WorldRemit, a multi-country study to determine the true cost of Christmas in 14 countries, estimated that the majority of Nigerians spend more on holiday costs, attending to traditional Christmas meals, decorations and gifts.
In the study, WorldRemit researched basic Christmas costs— including the main holiday meal, average gift spends and decorations.
The 14 countries include the United States of America, United Kingdom, Canada, Australia, France, Philippines, Mexico, India, Kenya, Lebanon, Rwanda, Cameroon, Nigeria and Uganda.
Of the 14 countries observed, data showed Rwandans are most impacted by the disparity between average household income and holiday costs, spending 708 per cent of their monthly income and nearly 60 per cent of their annual income on the holiday.

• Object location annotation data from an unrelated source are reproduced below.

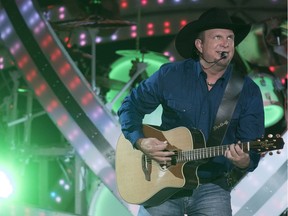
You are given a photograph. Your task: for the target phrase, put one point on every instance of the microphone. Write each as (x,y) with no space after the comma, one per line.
(223,55)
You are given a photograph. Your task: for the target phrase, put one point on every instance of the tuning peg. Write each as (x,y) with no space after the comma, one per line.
(270,135)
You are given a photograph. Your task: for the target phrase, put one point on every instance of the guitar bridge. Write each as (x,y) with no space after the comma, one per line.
(146,167)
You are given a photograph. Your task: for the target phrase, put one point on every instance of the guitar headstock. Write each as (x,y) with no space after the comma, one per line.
(267,144)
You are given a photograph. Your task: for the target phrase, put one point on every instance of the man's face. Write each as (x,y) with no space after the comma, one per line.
(216,41)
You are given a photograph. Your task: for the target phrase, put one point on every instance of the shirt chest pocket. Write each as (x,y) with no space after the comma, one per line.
(181,110)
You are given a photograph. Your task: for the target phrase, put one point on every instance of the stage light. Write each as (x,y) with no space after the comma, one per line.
(6,186)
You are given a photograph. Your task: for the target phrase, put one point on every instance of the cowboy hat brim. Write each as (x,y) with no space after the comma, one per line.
(185,39)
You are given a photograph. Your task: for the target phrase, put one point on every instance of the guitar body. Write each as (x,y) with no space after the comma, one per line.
(146,182)
(141,180)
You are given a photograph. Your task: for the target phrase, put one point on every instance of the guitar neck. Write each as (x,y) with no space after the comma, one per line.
(204,153)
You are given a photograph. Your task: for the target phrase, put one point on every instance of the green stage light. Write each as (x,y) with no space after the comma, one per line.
(121,67)
(6,186)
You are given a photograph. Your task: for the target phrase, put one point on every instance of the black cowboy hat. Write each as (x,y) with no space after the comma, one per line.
(212,18)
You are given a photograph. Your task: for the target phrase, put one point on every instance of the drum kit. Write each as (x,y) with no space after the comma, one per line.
(265,46)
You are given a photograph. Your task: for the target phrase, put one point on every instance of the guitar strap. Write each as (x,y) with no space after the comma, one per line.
(226,108)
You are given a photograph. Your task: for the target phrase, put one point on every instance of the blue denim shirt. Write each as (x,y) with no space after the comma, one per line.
(181,89)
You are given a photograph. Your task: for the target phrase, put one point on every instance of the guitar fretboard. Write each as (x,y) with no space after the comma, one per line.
(204,153)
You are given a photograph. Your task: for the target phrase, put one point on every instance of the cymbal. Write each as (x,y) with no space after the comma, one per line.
(258,47)
(93,22)
(139,54)
(109,83)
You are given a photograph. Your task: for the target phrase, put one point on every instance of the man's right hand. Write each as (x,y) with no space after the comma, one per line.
(155,149)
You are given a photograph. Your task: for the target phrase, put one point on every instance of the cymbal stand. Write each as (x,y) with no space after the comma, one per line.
(93,33)
(141,67)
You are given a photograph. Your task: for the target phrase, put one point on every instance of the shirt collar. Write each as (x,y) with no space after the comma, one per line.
(198,69)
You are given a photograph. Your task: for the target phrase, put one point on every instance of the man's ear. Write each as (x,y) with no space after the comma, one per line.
(198,45)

Nigeria spends nearly one-fifth (16 per cent) of its yearly income. Majority of Nigerian households spend 196 per cent of their monthly income on Christmas.

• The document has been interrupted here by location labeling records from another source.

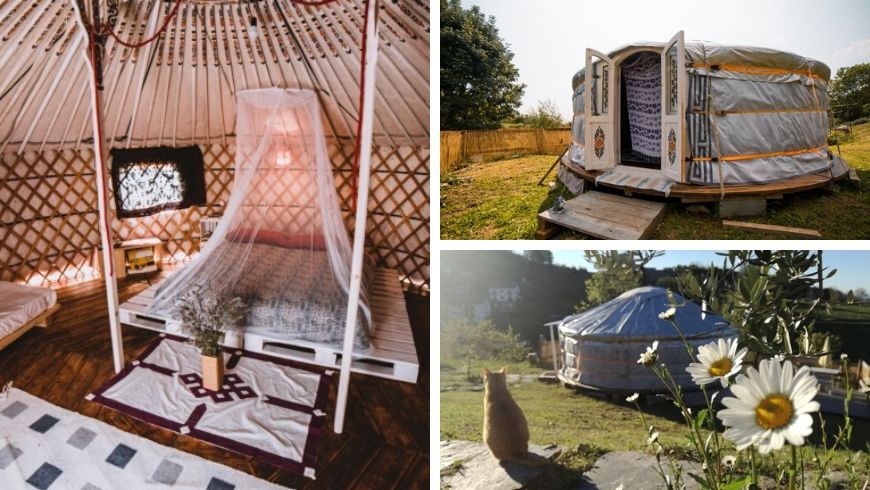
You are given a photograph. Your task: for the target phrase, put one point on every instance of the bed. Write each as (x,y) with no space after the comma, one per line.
(291,292)
(22,308)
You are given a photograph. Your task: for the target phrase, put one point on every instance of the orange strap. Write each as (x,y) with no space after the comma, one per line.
(758,70)
(763,155)
(768,111)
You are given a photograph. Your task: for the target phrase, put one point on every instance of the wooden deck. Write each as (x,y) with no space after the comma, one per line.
(392,354)
(604,215)
(700,193)
(386,439)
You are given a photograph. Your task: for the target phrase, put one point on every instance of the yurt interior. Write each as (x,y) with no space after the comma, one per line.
(700,121)
(217,212)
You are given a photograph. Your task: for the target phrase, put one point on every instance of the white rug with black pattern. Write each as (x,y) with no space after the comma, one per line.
(270,409)
(44,446)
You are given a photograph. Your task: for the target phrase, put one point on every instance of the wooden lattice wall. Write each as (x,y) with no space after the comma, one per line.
(49,220)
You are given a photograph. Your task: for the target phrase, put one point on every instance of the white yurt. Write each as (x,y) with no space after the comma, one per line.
(216,210)
(698,119)
(601,346)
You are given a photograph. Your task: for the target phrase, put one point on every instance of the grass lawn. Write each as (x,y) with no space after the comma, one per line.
(500,201)
(586,426)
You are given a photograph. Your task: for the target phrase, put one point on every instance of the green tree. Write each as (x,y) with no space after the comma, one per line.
(545,115)
(615,273)
(468,341)
(539,256)
(771,297)
(850,92)
(479,87)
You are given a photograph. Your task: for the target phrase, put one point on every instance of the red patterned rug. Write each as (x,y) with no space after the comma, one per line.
(268,408)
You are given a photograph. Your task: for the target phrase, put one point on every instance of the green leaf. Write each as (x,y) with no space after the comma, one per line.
(738,484)
(700,480)
(702,416)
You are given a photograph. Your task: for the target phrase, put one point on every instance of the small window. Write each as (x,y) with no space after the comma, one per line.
(149,180)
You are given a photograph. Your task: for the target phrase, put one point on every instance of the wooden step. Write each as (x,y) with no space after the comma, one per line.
(604,215)
(392,354)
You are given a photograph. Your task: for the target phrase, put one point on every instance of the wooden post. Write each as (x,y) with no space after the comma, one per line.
(105,230)
(554,347)
(359,232)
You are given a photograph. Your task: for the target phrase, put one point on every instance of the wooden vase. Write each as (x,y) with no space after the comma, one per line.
(212,372)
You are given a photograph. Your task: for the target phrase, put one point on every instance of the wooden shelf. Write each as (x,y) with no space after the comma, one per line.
(155,245)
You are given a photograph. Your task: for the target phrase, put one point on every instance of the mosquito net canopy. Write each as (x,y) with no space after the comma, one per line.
(281,245)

Six countries observed –Mexico, Lebanon, Philippines, Cameroon, Nigeria, Rwanda – spend 100 per cent or more of monthly income on Christmas.
Meanwhile, Filipinos spend 257 per cent of their monthly income on the holiday. In the region, Christmas celebrations begin in September and extend into January, making it challenging for many families to afford the basic costs of Christmas. Without remittances into countries like the Philippines, celebrating Christmas would be near impossible.
More than 244 million people are classified as immigrants worldwide and account for large percentages of populations in countries like the United States (14.4 per cent of the total population) two, UK (nine per cent), Australia (30 per cent) and Canada (21.5 per cent).
During the holidays, immigrants and overseas foreign workers are often unable to celebrate with their families’ in-person and find them working to support not only themselves but also their families and communities back home.
Christmas is one of the primary reasons immigrants and migrants send money back to their home country. Because of the high cost of coveted seasonal items, food, and the overall impact COVID has had on supply chain and inflation, it is vital for remittance senders to be able to support those dearest to them by helping make Christmas a reality for their loved ones.
For example, of the 14 countries observed that typically receive remittances, 10 spent more than 50 per cent of their monthly household income on the holiday.
A holiday that would be impossible without remittances, the season of giving becomes vital, where the world’s largest send markets typically only spend less than three per cent of their annual income on the holiday.